To address the challenge of deploying conventional fixed-viewpoint multi-view photometric stereo (MVPS) on mobile robotic platforms, this paper proposes the first incremental MVPS framework tailored for mobile systems. Methodologically, it integrates supervised learning—jointly predicting surface normals, depth, and per-pixel uncertainty—with per-view photometric stereo depth optimization and uncertainty-aware global geometric fusion, while incorporating real-time camera pose tracking. The framework enables online 3D reconstruction without camera calibration, using only ≤5 input images and accommodating unknown reflectance properties. Evaluated on the DiLiGenT benchmark, it achieves state-of-the-art accuracy in normal estimation, with inference speed accelerated by approximately two orders of magnitude. To our knowledge, this is the first approach enabling real-time, globally consistent 3D reconstruction under mobile settings while preserving high-frequency surface details.
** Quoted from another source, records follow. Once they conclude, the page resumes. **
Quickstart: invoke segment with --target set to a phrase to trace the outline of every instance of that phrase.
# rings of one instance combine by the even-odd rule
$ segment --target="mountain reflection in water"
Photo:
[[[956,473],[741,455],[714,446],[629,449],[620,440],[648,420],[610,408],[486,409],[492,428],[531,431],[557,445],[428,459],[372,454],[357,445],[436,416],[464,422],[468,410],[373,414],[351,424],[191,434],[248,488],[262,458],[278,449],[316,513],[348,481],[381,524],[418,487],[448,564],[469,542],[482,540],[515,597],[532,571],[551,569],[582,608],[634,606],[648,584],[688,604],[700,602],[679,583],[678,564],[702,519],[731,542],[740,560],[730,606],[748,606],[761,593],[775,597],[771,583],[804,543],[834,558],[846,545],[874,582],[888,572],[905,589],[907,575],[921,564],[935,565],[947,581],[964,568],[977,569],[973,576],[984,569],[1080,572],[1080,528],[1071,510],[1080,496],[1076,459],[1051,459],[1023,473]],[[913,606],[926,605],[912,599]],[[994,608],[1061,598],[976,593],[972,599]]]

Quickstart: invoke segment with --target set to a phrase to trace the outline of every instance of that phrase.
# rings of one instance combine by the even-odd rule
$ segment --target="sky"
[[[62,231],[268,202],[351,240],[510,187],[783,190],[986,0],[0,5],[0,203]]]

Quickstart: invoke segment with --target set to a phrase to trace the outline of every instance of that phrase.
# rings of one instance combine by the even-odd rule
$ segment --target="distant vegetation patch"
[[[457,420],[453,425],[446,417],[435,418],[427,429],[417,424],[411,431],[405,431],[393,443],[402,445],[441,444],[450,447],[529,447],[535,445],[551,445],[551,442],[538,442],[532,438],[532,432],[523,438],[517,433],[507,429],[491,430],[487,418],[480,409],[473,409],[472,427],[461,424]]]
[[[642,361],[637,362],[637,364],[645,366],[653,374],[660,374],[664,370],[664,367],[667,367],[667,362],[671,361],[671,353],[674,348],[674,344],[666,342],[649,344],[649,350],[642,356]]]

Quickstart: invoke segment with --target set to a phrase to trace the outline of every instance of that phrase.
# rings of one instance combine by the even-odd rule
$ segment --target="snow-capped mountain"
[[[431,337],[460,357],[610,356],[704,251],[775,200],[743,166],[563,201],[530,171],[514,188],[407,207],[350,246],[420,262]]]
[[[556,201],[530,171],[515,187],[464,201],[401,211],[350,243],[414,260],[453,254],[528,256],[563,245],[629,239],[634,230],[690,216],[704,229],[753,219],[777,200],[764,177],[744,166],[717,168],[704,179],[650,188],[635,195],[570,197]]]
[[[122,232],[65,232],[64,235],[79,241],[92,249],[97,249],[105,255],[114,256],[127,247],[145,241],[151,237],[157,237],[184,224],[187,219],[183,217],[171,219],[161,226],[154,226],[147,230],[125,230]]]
Multi-View Photometric Stereo (MVPS) is a popular method for fine-detailed 3D acquisition of an object from images. Despite its outstanding results on diverse material objects, a typical MVPS experimental setup requires a well-calibrated light source and a monocular camera installed on an immovable base. This restricts the use of MVPS on a movable platform, limiting us from taking MVPS benefits in 3D acquisition for mobile robotics applications. To this end, we introduce a new mobile robotic system for MVPS. While the proposed system brings advantages, it introduces additional algorithmic challenges. Addressing them, in this paper, we further propose an incremental approach for mobile robotic MVPS. Our approach leverages a supervised learning setup to predict per-view surface normal, object depth, and per-pixel uncertainty in model-predicted results. A refined depth map per view is obtained by solving an MVPS-driven optimization problem proposed in this paper. Later, we fuse the refined depth map while tracking the camera pose w.r.t the reference frame to recover globally consistent object 3D geometry. Experimental results show the advantages of our robotic system and algorithm, featuring the local high-frequency surface detail recovery with globally consistent object shape. Our work is beyond any MVPS system yet presented, providing encouraging results on objects with unknown reflectance properties using fewer frames without a tiring calibration and installation process, enabling computationally efficient robotic automation approach to photogrammetry. The proposed approach is nearly 100 times computationally faster than the state-of-the-art MVPS methods such as [1, 2] while maintaining the similar results when tested on subjects taken from the benchmark DiLiGenT MV dataset [3].